Aktualisiert: 12. Mai

In Matth 22,36–40 fragen die Jünger Jesus: «Meister, welches ist das höchste Gebot im Gesetz?» Die Antwort: «Du sollst den Herrn, deinen Gott, lieben von ganzem Herzen, von ganzer Seele und von ganzem Gemüt. Dies ist das höchste und erste Gebot. Das andere aber ist dem gleich: Du sollst deinen Nächsten lieben wie dich selbst». In diesen beiden Geboten hängt das ganze Gesetz und die Propheten.»

Es ist nicht unser primärer Auftrag alle Feinheiten der biblisch-apokalyptischen Nuancen zu kennen und dabei …

… die persönliche Liebe zu Gott, zu Jesus Christus und seinem Wort zu vernachlässigen.

… die Hilfe dem Nächsten zu verweigern – erst recht nicht in Kriegszeiten.

Lieber weniger Wissen im Kopf über «Endzeitfragen» aber umso mehr Hilfsbereitschaft in den Händen!

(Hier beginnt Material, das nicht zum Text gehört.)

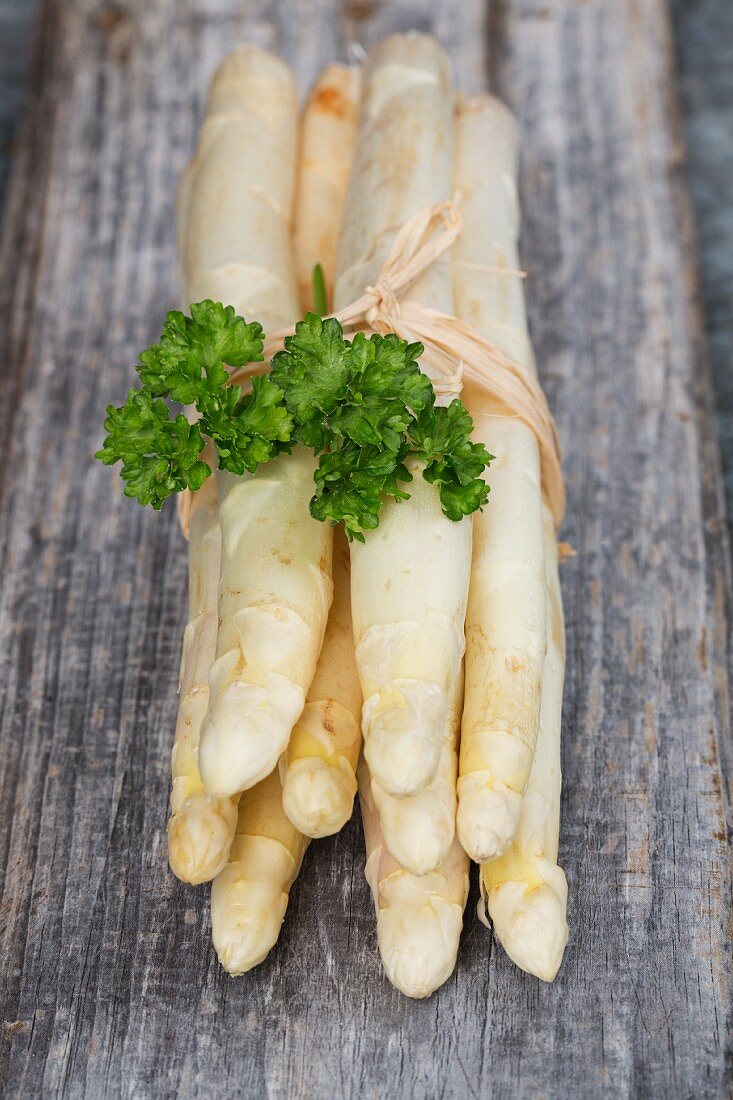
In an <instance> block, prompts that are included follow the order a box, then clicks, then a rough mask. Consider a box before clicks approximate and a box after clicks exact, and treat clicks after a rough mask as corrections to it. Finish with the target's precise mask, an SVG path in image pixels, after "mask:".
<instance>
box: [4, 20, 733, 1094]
mask: <svg viewBox="0 0 733 1100" xmlns="http://www.w3.org/2000/svg"><path fill="white" fill-rule="evenodd" d="M484 7H485V5H484V4H482V3H480V2H479V0H471V2H470V3H463V4H461V5H459V4H453V5H446V4H445V3H439V2H437V0H435V2H412V3H409V2H400V3H393V4H384V3H382V4H380V3H363V2H359V0H357V2H352V3H350V4H344V5H343V9H342V10H340V9H339V8H338V5H336V4H335V5H331V4H329V3H328V2H324V0H321V2H319V3H313V4H307V5H306V4H299V5H297V8H298V17H297V19H296V18H294V15H293V12H294V11H295V10H296V5H295V4H293V3H285V2H280V3H277V2H275V0H270V2H266V3H259V4H251V5H249V7H247V8H243V7H242V5H241V4H238V3H233V2H231V0H201V2H197V3H196V4H190V5H188V4H180V3H175V0H161V2H158V3H155V4H150V3H144V2H143V0H125V2H123V3H117V4H114V5H109V7H107V8H100V7H99V5H98V4H97V3H95V2H92V0H66V2H65V3H61V2H58V0H44V9H43V10H44V19H43V23H42V34H41V37H40V40H39V47H37V51H36V63H35V69H34V88H33V91H34V109H33V111H32V114H31V118H30V120H29V123H28V125H26V128H25V131H24V133H23V135H22V140H21V143H20V149H19V155H18V157H17V161H15V165H14V173H13V179H12V183H11V189H10V199H9V207H8V210H7V217H6V220H4V237H3V244H2V263H1V264H0V313H1V316H2V318H3V328H2V333H3V335H2V339H3V342H4V354H3V356H2V364H3V370H4V374H6V377H4V384H3V387H2V390H1V392H0V401H1V403H2V416H1V417H0V430H1V431H2V433H3V440H2V441H3V444H4V445H3V453H4V455H6V462H4V464H3V467H2V473H1V474H0V476H2V485H1V491H2V500H1V508H2V514H1V516H0V571H1V572H0V576H1V577H2V587H1V591H0V660H1V661H2V684H3V692H2V697H1V700H0V707H1V711H0V719H1V724H0V730H1V733H0V738H1V749H0V750H1V752H2V760H3V769H2V771H1V772H0V806H1V807H2V812H1V814H0V866H2V867H3V868H4V878H3V886H2V910H1V914H2V916H1V920H0V960H1V961H0V967H1V968H2V975H3V979H2V981H1V982H0V998H1V1000H2V1018H1V1019H2V1021H3V1022H4V1025H6V1026H4V1036H3V1041H2V1045H1V1046H0V1080H2V1081H4V1082H6V1092H7V1095H8V1096H19V1097H21V1096H22V1097H26V1096H57V1095H58V1096H73V1097H79V1096H88V1097H92V1098H96V1097H99V1096H124V1097H151V1096H153V1097H167V1096H171V1097H173V1096H179V1097H210V1096H272V1097H286V1096H288V1097H289V1096H303V1097H310V1096H314V1097H320V1096H333V1095H336V1096H346V1097H350V1096H357V1095H362V1093H364V1092H365V1093H366V1095H374V1096H384V1097H398V1096H413V1097H435V1096H449V1097H463V1096H473V1095H475V1096H479V1095H481V1096H494V1097H508V1096H512V1097H514V1096H518V1097H534V1096H537V1095H539V1093H541V1095H546V1096H550V1097H558V1098H559V1097H561V1098H564V1100H565V1098H576V1097H577V1098H582V1097H587V1096H589V1095H592V1096H598V1097H609V1098H611V1097H624V1096H628V1097H631V1096H645V1095H657V1096H665V1097H679V1098H683V1097H689V1096H692V1095H694V1096H696V1097H710V1098H713V1097H719V1096H721V1095H723V1092H724V1088H725V1086H724V1055H725V1051H724V1046H725V1012H726V1010H727V1008H729V1005H730V985H729V971H727V969H726V952H727V947H726V939H725V930H724V924H725V922H726V912H727V911H726V901H727V900H729V897H730V895H729V888H730V881H729V868H727V864H726V854H725V847H724V839H725V836H724V829H725V818H724V810H725V792H724V788H723V785H722V784H723V782H724V778H725V775H726V774H729V775H730V769H729V770H727V771H726V770H725V768H724V767H723V764H724V762H725V761H724V760H722V758H721V755H722V752H723V751H724V745H725V744H726V742H725V738H726V737H727V735H729V729H730V701H729V695H727V683H729V680H727V676H729V670H730V665H729V660H727V643H729V635H730V623H731V614H730V613H731V606H730V601H731V585H730V577H729V574H727V564H726V562H727V558H726V542H725V530H724V521H723V519H722V505H721V492H720V488H721V478H720V473H719V467H718V455H716V450H715V443H714V438H713V432H712V427H711V414H710V404H711V401H710V381H709V376H708V373H707V370H705V367H704V363H703V360H702V354H701V340H700V331H699V317H698V309H697V300H696V295H697V286H696V282H694V265H693V259H692V248H691V234H690V226H689V211H688V204H687V196H686V193H685V189H683V184H682V176H681V172H680V169H681V167H682V149H681V145H680V141H679V134H678V122H677V114H676V105H675V102H674V100H672V98H671V96H670V94H669V88H670V68H669V66H670V46H669V41H668V25H667V14H666V9H665V7H664V4H663V2H661V0H587V2H586V3H576V2H572V0H550V2H546V3H543V4H539V3H537V2H536V0H513V2H511V3H504V4H494V5H492V19H491V21H490V24H491V25H490V31H491V40H492V80H493V83H494V84H495V86H496V88H497V89H499V90H500V91H501V92H502V94H503V95H504V96H505V97H506V98H507V99H508V100H510V101H511V102H512V105H513V106H514V108H515V109H516V110H517V112H518V114H519V119H521V122H522V127H523V131H524V168H523V187H522V190H523V202H524V208H525V211H526V219H525V235H524V249H523V252H524V256H525V265H526V266H527V268H528V271H529V274H530V278H529V282H528V296H529V305H530V318H532V324H533V331H534V334H535V339H536V343H537V350H538V355H539V361H540V363H541V367H543V375H544V379H545V383H546V385H547V388H548V392H549V394H550V398H551V401H553V405H554V407H555V409H556V410H557V414H558V417H559V421H560V427H561V431H562V436H564V439H565V443H566V452H567V476H568V487H569V518H568V524H567V536H568V537H569V538H570V539H571V540H572V541H573V543H575V544H576V547H577V548H578V550H579V552H580V553H579V558H578V559H576V560H575V561H573V562H571V563H569V564H568V565H567V566H566V568H565V569H564V584H565V593H566V601H567V609H568V627H569V635H568V640H569V662H568V690H567V696H566V740H565V772H566V787H565V801H564V811H565V817H564V829H562V849H561V856H562V858H564V862H565V866H566V868H567V870H568V877H569V880H570V886H571V910H570V920H571V926H572V938H571V944H570V947H569V949H568V956H567V959H566V964H565V966H564V969H562V970H561V972H560V976H559V978H558V980H557V982H556V983H555V985H554V986H553V987H544V986H541V985H540V983H539V982H537V981H536V980H535V979H530V978H528V977H526V976H524V975H522V974H519V972H518V971H517V970H516V969H515V968H514V967H513V966H512V965H511V964H510V963H508V961H507V960H506V958H505V957H504V955H503V953H502V952H501V949H500V948H499V947H497V946H496V945H494V944H493V942H492V938H491V936H490V935H489V934H488V933H486V932H485V930H483V928H482V927H481V926H479V925H478V923H477V922H475V920H474V917H473V913H472V909H471V908H469V911H468V915H467V928H466V933H464V937H463V945H462V950H461V955H460V958H459V964H458V968H457V971H456V975H455V976H453V978H452V979H451V980H450V981H449V982H448V985H447V986H446V987H445V988H444V989H442V990H441V991H440V992H439V993H438V994H437V996H436V997H434V998H433V999H430V1001H428V1002H427V1003H419V1004H415V1003H409V1002H406V1001H405V1000H404V999H403V998H401V997H400V996H398V994H397V993H396V992H395V991H393V990H392V989H391V988H390V987H389V986H387V983H386V981H385V979H384V978H383V976H382V975H381V971H380V966H379V961H378V956H376V945H375V942H374V932H373V920H372V913H371V901H370V898H369V892H368V890H366V887H365V883H364V882H363V879H362V855H361V835H360V828H359V826H358V824H357V823H352V825H351V826H350V828H349V829H347V831H346V832H344V833H343V834H341V835H340V836H339V837H336V838H333V839H332V840H329V842H326V843H322V844H319V845H317V846H313V848H311V849H310V853H309V855H308V858H307V860H306V865H305V867H304V870H303V873H302V878H300V880H299V883H298V884H297V887H296V889H295V891H294V894H293V900H292V905H291V911H289V914H288V919H287V922H286V925H285V928H284V933H283V938H282V942H281V944H280V946H278V948H277V950H275V952H274V953H273V955H272V957H271V958H270V959H269V960H267V961H266V963H265V964H264V965H263V966H262V967H261V968H259V969H258V970H256V971H255V972H254V974H252V975H251V976H249V977H247V978H243V979H239V980H232V979H229V978H227V977H226V976H223V975H222V974H221V972H220V971H219V969H218V967H217V965H216V961H215V959H214V957H212V952H211V949H210V946H209V942H208V937H209V930H208V915H207V899H206V892H205V891H203V890H193V889H187V888H184V887H182V886H180V884H179V883H177V882H175V881H174V880H173V879H172V877H171V876H169V875H168V873H167V871H166V866H165V844H164V824H165V802H166V796H167V767H168V760H167V758H168V750H169V742H171V738H172V730H173V722H174V715H175V703H176V701H175V680H176V671H177V659H178V646H179V637H180V630H182V627H183V618H184V601H183V592H184V584H185V561H184V558H185V554H184V548H183V546H182V543H180V539H179V536H178V533H177V530H176V527H175V521H174V518H173V516H172V515H169V514H168V515H166V516H164V517H163V518H161V517H155V516H152V515H146V514H144V513H143V510H142V509H139V508H136V507H135V506H133V505H132V504H130V503H129V502H124V500H123V499H122V498H121V496H120V494H119V492H118V489H117V487H116V486H114V485H113V483H112V482H111V480H110V474H109V472H108V471H105V470H103V469H101V467H99V469H95V467H94V466H92V464H91V463H90V461H89V453H90V451H91V450H92V449H94V447H95V445H96V443H97V441H98V439H99V436H100V432H99V428H98V426H99V423H100V419H101V410H102V408H103V406H105V404H106V403H108V401H109V400H113V399H114V400H116V399H119V398H120V397H121V396H122V394H123V392H124V388H125V386H127V384H128V382H129V364H130V363H131V362H132V360H133V356H134V353H135V351H136V350H138V349H139V348H140V346H141V345H142V344H143V343H144V342H145V341H146V340H149V339H151V338H152V337H153V335H154V334H155V331H156V326H157V324H158V323H160V317H161V315H162V313H163V311H164V310H165V308H166V307H168V306H169V304H171V303H173V301H175V299H176V276H175V252H174V241H173V229H172V224H173V217H172V204H173V196H174V188H175V180H176V176H177V173H178V171H179V169H180V167H182V165H183V163H184V161H185V158H186V157H187V155H188V153H189V151H190V147H192V144H193V138H194V133H195V125H196V120H197V118H198V116H199V113H200V105H201V98H203V95H204V91H205V87H206V83H207V80H208V77H209V76H210V73H211V70H212V68H214V66H215V64H216V62H217V61H218V58H219V57H220V55H221V54H222V53H223V51H225V50H226V48H227V46H228V45H230V44H231V43H232V42H233V41H237V40H238V38H240V37H241V36H243V35H245V34H247V35H249V36H252V37H255V38H256V40H258V41H261V42H264V43H266V44H270V45H272V46H275V47H277V48H281V50H282V51H283V52H284V53H285V55H286V56H287V57H288V58H289V59H291V61H296V62H297V68H298V75H299V78H300V79H302V80H303V81H306V80H308V79H309V78H310V77H311V76H313V74H314V73H315V70H316V68H317V66H318V64H319V63H320V62H321V61H322V59H324V58H325V57H326V56H330V55H332V54H339V55H342V54H344V52H346V50H347V45H348V42H349V41H352V40H358V41H360V42H362V43H363V44H365V45H369V43H370V42H371V41H373V38H374V37H375V36H378V35H381V34H383V33H386V32H389V31H391V30H394V29H395V27H396V26H405V25H408V24H413V25H420V26H423V27H426V29H430V27H433V29H436V30H437V31H438V32H439V33H440V34H441V35H442V36H444V38H445V40H446V41H447V43H448V44H449V45H450V47H451V50H452V51H453V54H455V56H456V58H457V62H458V63H459V66H460V74H461V81H462V84H463V85H464V86H468V87H470V86H475V85H478V84H479V83H480V81H481V79H482V77H483V73H484V64H485V42H484V41H483V27H482V23H481V13H482V12H483V10H484Z"/></svg>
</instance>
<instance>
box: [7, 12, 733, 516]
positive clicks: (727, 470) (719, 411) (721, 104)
mask: <svg viewBox="0 0 733 1100" xmlns="http://www.w3.org/2000/svg"><path fill="white" fill-rule="evenodd" d="M381 2H382V3H383V4H384V5H385V7H386V5H387V4H389V2H390V0H381ZM486 2H488V0H486ZM254 7H255V8H256V0H255V3H254ZM262 7H263V11H264V8H265V7H266V4H264V3H263V4H262ZM669 7H670V11H671V15H672V26H674V34H675V38H676V42H675V45H676V54H677V64H678V94H679V97H680V101H681V105H682V117H683V124H685V134H683V139H685V142H686V144H687V169H688V172H689V177H690V186H691V191H692V199H693V205H694V215H696V222H697V234H698V250H699V265H700V276H701V279H700V282H701V294H702V304H703V310H704V321H705V334H707V339H708V350H709V359H710V363H711V366H712V371H713V376H714V384H715V404H716V409H715V411H716V416H718V425H719V431H720V439H721V450H722V458H723V466H724V476H725V494H726V505H727V509H726V510H727V516H729V527H730V526H731V522H732V520H731V517H733V64H731V57H732V56H733V0H669ZM39 8H40V4H39V2H37V0H0V216H1V213H2V204H3V197H4V191H6V185H7V180H8V169H9V165H10V160H11V157H12V150H13V134H14V133H15V131H17V128H18V124H19V122H20V120H21V118H22V114H23V109H24V105H25V102H26V88H28V86H29V81H30V73H29V65H30V58H31V56H32V44H33V35H34V33H35V30H36V21H37V14H39ZM100 18H103V19H106V20H109V21H112V22H113V21H114V18H116V5H114V3H107V4H101V5H100Z"/></svg>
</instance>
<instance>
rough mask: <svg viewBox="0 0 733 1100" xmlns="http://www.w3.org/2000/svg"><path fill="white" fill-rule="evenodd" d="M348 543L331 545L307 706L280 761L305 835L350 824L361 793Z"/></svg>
mask: <svg viewBox="0 0 733 1100" xmlns="http://www.w3.org/2000/svg"><path fill="white" fill-rule="evenodd" d="M349 586H350V570H349V546H348V543H347V540H346V536H344V535H343V531H342V530H341V529H339V530H337V532H336V541H335V544H333V603H332V604H331V612H330V615H329V617H328V624H327V626H326V637H325V638H324V647H322V649H321V651H320V657H319V658H318V664H317V667H316V674H315V676H314V681H313V684H311V685H310V691H309V692H308V700H307V702H306V706H305V709H304V712H303V714H302V715H300V717H299V719H298V720H297V722H296V724H295V728H294V730H293V734H292V736H291V740H289V744H288V746H287V752H286V755H285V756H284V757H283V760H282V764H281V767H282V769H283V806H284V809H285V813H286V814H287V816H288V817H289V820H291V821H292V822H293V824H294V825H295V826H296V828H298V829H299V831H300V832H302V833H305V834H306V835H307V836H313V837H320V836H330V834H332V833H338V831H339V829H340V828H341V827H342V826H343V825H346V823H347V822H348V821H349V817H350V816H351V811H352V809H353V798H354V794H355V793H357V762H358V760H359V752H360V749H361V727H360V723H359V718H360V711H361V689H360V686H359V674H358V672H357V662H355V658H354V652H353V632H352V629H351V597H350V592H349Z"/></svg>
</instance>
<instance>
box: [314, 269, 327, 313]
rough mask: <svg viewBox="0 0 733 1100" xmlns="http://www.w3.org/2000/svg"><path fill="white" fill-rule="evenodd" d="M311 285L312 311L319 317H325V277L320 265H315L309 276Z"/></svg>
mask: <svg viewBox="0 0 733 1100" xmlns="http://www.w3.org/2000/svg"><path fill="white" fill-rule="evenodd" d="M311 285H313V311H314V313H318V316H319V317H325V316H326V313H327V312H328V292H327V290H326V276H325V275H324V268H322V267H321V266H320V264H316V266H315V267H314V270H313V275H311Z"/></svg>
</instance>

Eine weitere vorrangige Priorität: 1.Tim 2,1: «…vor allen Dingen betet …». Oder 1. Petr 4,7: «Es ist aber nahe gekommen das Ende aller Dinge. So seid nun besonnen und nüchtern zum Gebet.» Es ist spätestens nach Corona und im Angesicht von Krieg höchste Zeit, dass unsere Gotteshäuser wieder zu Gebetshäusern werden. Wir hatten gestern in der Prisma-Kirche unseren ersten Gebetsabend nach der Aufhebung der Corona-Maßnahmen. Und es kamen um die hundert Leute. Ich leitete den Abend und stand vor all diesen Leuten … ich war emotional überwältigt. Geht, «besetzt», oder startet Gebetstreffen in euren Kirchen und Gemeinden. Es ist höchste Zeit. Deine persönliche Entscheidung ist entscheidend.